In this age of rapidly expanding technology, where the hacker persists one step ahead of the cybersecurity curve, business email compromise (BEC) remains a low-tech but highly lucrative card in the cyber criminal deck.
According to an alert issued by the FBI, over the past two years internet swindlers have managed to pilfer $2.3 billion dollars from companies using variations on low-tech social engineering cons called BEC.
FBI special agent Maxwell Marker stated: “BEC is a serious threat on a global scale. It’s a prime example of organized crime groups engaging in large-scale, computer-enabled fraud, and the losses are staggering.”
How does BEC work?
There are several variations of the scam all seeking the transfer of money or sensitive information to the cyber criminal via legitimate-seeming directives from spoofed email.
BEC fraud is generally based on some form of malware intrusion, key-logging program, or phishing scam used to infiltrate and compromise the email integrity of company employees.Unlike traditional phishing scams, spoofed emails used in BEC schemes are unlikely to be caught by spam filters as they aren’t mass e-mailed. It is the targeted nature of BEC scams that also lend to their viability as social confidence schemes as the cyber criminal network may spend weeks educating themselves on the inner financial workings of the target company. This way, when the time comes to orchestrate the fraud, the criminal may rely on their familiarity with operations and even specific personnel to lend credibility to their ruse.
In general all BEC relies on the social proof paradigm for influencing people. Official-looking scam emails are sent to customers from a compromised business, for the purpose of eliciting payment to the scammers fraudulent account. One such example, commonly called the “supplier swindle” generally involves the use of a trusted vendor. Relying on an existing rapport, the criminal is able to get the victim to voluntarily pay fraudulent invoices via the spoofed email. The same use of social factors is true for another version of the same scam, called “masquerading” or “CEO fraud.” In this version, the email spoofing swindler disguises themselves as a high-level executive, requesting a prompt and discrete money transfer for a legitimate business reason. A similar act occurred in 2014 when the Ameriforge Group Inc. Director of Accounting was convinced to wire $480,000 to a bank in China by an email scammer impersonating Ameriforge’s own CEO. The company is still working out recompense with its insurers.
The object of all BEC scam is not necessarily money. What may turn out to be the largest and most wide-reaching cybersecurity breach in recent history occurred in 2015 when Chinese-based hackers infiltrated the U.S. Office of Personnel Management, accessing the sensitive information of over 21.5 million federal employees who had undergone background checks. Hackers accessed information including, social-security numbers and over 5 million fingerprints.
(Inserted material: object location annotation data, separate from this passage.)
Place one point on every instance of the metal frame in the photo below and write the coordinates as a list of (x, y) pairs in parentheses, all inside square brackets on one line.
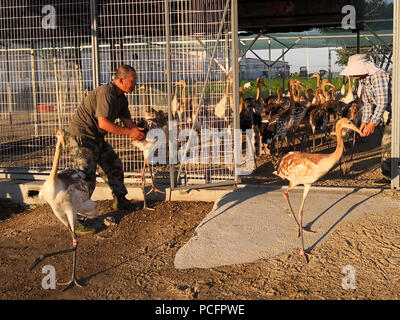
[(395, 184)]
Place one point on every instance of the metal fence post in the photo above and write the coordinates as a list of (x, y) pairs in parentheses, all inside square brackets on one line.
[(9, 94), (34, 95), (396, 98), (169, 89), (95, 51)]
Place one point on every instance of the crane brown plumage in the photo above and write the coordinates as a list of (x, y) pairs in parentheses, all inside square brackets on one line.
[(68, 194), (306, 168)]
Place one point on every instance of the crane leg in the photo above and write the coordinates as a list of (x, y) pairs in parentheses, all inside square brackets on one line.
[(153, 186), (300, 219), (144, 186), (73, 281)]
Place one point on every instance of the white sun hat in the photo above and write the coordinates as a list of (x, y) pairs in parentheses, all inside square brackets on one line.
[(358, 65)]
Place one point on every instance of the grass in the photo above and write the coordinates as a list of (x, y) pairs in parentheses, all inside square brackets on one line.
[(277, 82)]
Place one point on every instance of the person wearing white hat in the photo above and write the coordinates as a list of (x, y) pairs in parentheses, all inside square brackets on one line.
[(376, 95)]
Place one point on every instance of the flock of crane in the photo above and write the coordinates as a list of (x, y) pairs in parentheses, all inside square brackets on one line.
[(275, 119)]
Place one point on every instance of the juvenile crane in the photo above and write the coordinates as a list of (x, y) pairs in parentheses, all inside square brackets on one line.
[(67, 193), (306, 168)]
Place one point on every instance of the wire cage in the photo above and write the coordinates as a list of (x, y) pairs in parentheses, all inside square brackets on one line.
[(52, 55)]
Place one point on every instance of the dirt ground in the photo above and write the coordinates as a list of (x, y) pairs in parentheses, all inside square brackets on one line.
[(134, 259)]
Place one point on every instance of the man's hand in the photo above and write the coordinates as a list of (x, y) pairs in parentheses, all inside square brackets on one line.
[(367, 129), (136, 133)]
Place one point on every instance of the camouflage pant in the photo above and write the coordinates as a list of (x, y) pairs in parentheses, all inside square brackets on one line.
[(87, 155)]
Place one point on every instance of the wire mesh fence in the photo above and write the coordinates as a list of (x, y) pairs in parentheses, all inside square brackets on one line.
[(48, 54)]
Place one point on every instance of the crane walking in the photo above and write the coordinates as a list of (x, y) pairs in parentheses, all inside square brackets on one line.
[(306, 168), (67, 193)]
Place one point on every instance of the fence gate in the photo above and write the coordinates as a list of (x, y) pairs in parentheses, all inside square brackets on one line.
[(51, 55)]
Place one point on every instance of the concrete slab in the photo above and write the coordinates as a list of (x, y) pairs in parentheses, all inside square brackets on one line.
[(250, 223)]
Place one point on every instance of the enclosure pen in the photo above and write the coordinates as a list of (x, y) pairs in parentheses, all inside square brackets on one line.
[(52, 55)]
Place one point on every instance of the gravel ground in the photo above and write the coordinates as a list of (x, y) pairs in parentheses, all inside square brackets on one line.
[(133, 259)]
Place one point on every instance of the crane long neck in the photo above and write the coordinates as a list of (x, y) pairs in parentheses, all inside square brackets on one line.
[(339, 146), (54, 168), (258, 97), (278, 91)]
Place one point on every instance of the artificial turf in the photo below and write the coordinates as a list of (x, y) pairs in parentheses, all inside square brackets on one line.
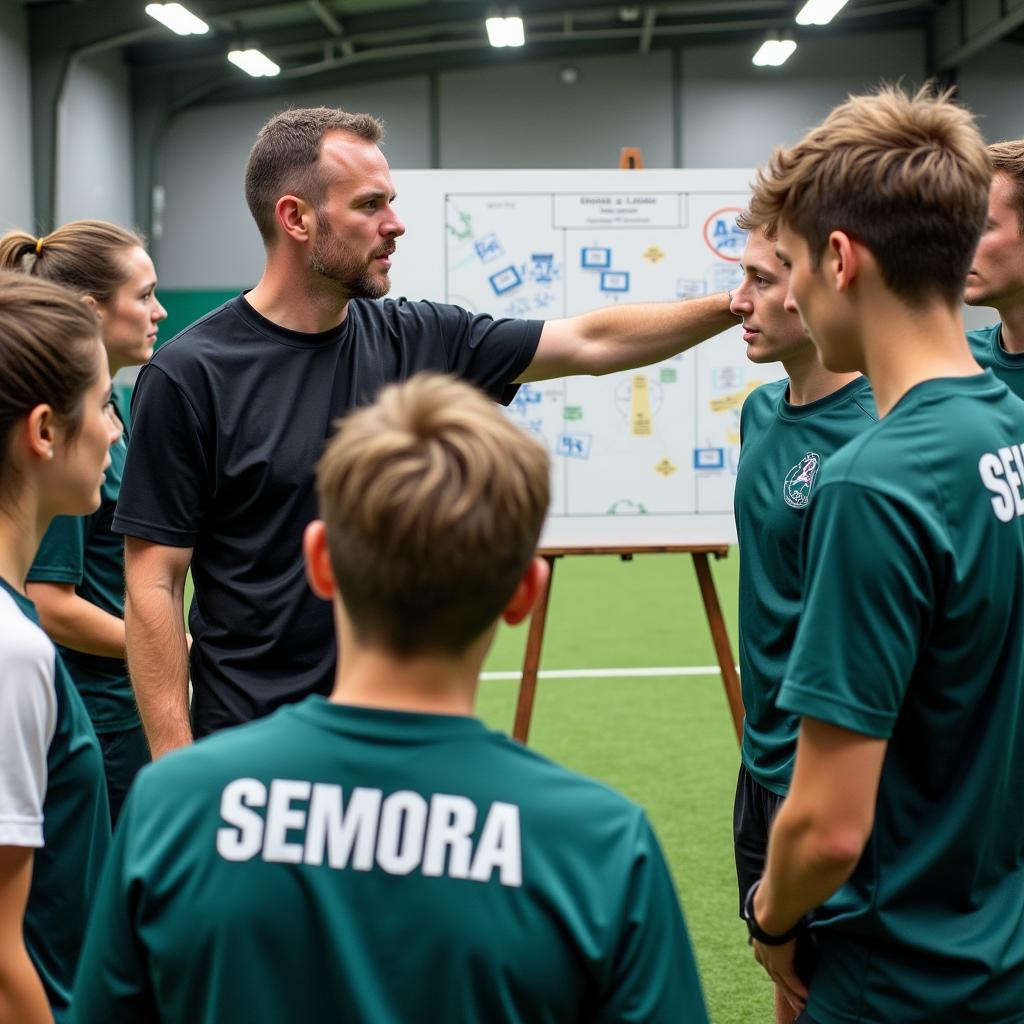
[(666, 742)]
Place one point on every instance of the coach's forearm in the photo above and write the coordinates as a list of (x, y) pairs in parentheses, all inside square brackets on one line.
[(158, 663), (806, 864), (624, 337)]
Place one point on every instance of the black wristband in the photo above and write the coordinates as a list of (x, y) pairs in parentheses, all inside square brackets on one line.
[(757, 932)]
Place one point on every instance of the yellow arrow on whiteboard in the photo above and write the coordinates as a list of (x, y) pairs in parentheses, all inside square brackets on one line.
[(641, 420)]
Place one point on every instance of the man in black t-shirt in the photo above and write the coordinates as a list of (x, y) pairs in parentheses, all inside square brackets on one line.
[(996, 276), (229, 418)]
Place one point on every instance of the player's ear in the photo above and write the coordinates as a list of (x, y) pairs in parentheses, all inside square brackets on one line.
[(842, 260), (525, 595), (317, 558)]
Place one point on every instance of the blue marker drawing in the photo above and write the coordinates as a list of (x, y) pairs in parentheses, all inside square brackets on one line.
[(543, 267), (709, 458), (505, 280), (573, 445), (614, 281), (488, 248), (526, 395), (595, 259)]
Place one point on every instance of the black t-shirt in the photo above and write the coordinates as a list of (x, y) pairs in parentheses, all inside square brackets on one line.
[(228, 420)]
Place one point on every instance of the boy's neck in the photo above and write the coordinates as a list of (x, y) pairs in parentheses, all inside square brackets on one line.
[(904, 346), (432, 684), (1012, 330), (809, 381)]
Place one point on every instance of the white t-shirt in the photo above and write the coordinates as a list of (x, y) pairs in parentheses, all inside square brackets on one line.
[(28, 721)]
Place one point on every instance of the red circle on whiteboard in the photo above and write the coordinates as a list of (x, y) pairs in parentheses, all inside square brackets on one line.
[(733, 240)]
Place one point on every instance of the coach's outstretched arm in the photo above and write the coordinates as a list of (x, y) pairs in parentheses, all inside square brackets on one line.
[(158, 649), (622, 337)]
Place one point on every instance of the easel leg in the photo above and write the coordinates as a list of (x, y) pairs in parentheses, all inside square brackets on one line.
[(531, 662), (720, 637)]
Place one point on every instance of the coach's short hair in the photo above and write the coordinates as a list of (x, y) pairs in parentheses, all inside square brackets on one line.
[(1008, 159), (749, 221), (285, 159), (433, 502), (905, 175)]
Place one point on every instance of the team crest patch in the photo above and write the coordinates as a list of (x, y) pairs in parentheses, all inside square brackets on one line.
[(800, 479)]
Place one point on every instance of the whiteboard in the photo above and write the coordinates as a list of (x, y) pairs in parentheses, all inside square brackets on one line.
[(645, 457)]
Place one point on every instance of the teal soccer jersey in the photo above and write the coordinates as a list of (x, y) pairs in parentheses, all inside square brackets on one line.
[(383, 867), (82, 551), (911, 633), (783, 449), (52, 798), (986, 346)]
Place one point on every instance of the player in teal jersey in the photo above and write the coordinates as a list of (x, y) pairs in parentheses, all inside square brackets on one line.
[(77, 581), (54, 824), (904, 821), (996, 276), (788, 430), (380, 854)]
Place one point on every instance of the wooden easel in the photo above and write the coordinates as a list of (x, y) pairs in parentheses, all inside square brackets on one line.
[(630, 158), (719, 634)]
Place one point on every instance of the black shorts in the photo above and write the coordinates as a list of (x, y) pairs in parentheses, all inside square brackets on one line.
[(124, 755), (753, 812)]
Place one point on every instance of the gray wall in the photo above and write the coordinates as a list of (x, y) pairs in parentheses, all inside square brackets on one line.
[(992, 85), (733, 114), (15, 120), (94, 159), (700, 107)]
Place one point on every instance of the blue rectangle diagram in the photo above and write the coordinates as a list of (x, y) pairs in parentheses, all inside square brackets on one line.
[(505, 280), (573, 445), (488, 248), (594, 258), (614, 281), (709, 458)]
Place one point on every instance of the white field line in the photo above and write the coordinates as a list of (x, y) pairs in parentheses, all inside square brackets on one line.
[(687, 670)]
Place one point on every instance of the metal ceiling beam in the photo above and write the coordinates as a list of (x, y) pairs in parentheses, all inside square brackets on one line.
[(965, 28)]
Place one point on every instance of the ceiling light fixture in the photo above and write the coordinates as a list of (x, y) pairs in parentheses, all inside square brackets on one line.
[(177, 18), (254, 62), (819, 11), (505, 31), (774, 52)]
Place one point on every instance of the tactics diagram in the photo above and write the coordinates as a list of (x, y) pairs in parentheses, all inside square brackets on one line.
[(659, 440)]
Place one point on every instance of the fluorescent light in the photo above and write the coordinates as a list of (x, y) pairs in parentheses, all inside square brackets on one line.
[(505, 31), (774, 52), (254, 62), (514, 33), (819, 11), (177, 18)]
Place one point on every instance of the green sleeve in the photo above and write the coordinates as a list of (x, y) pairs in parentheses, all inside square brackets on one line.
[(869, 590), (61, 554), (653, 977), (112, 982)]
These numbers may increase as the investigation into the multiple sustained breaches, which siphoned off delicate information over the course of weeks, continues. Investigators suggest hackers gained access to OPM’s local area network by stealing the credentials of an employee of KeyPoint Government Solutions, a contractor used to conduct background checks, then uploading malware allowing for the ex-filtration of data. The OPM hack may have far reaching implications. As the personal data of millions of past, present and prospective government employees remains compromised, leaving them open to identity theft or coercion. The OPM hack has already lead to the resignations of OPM Director Katherine Archuleta and CIO Donna K. Seymour.
How to avoid becoming a victim?
- Scrutinize all email, particularly those received from any C-suite level executive.
- Review and confirm any and all transfer of funds requests.
- Be wary of any requests for secrecy and taking quick action.
- Educate and train all employees: when it comes to low-tech social scams like BEC, employees are any company’s Achilles heel.
- Train employees in your company’s cybersecurity best practices.(Ideally, before they discover their family tree includes at least one curiously-benevolent Nigerian prince.)
- Verify all changes in vendor location and payment methods.
- Confirm transfer requests using Two-Factor Authentication, including previously known phone numbers, not those provided in the questionable email.
- Invest in intrusion detection systems for flagging email with suspicious extensions.
- Become familiar with customer habits and notate any significant changes.
Victims of cyberattack can report incidents to law enforcement and the Internet Crime Complaint Center www.ic3.gov.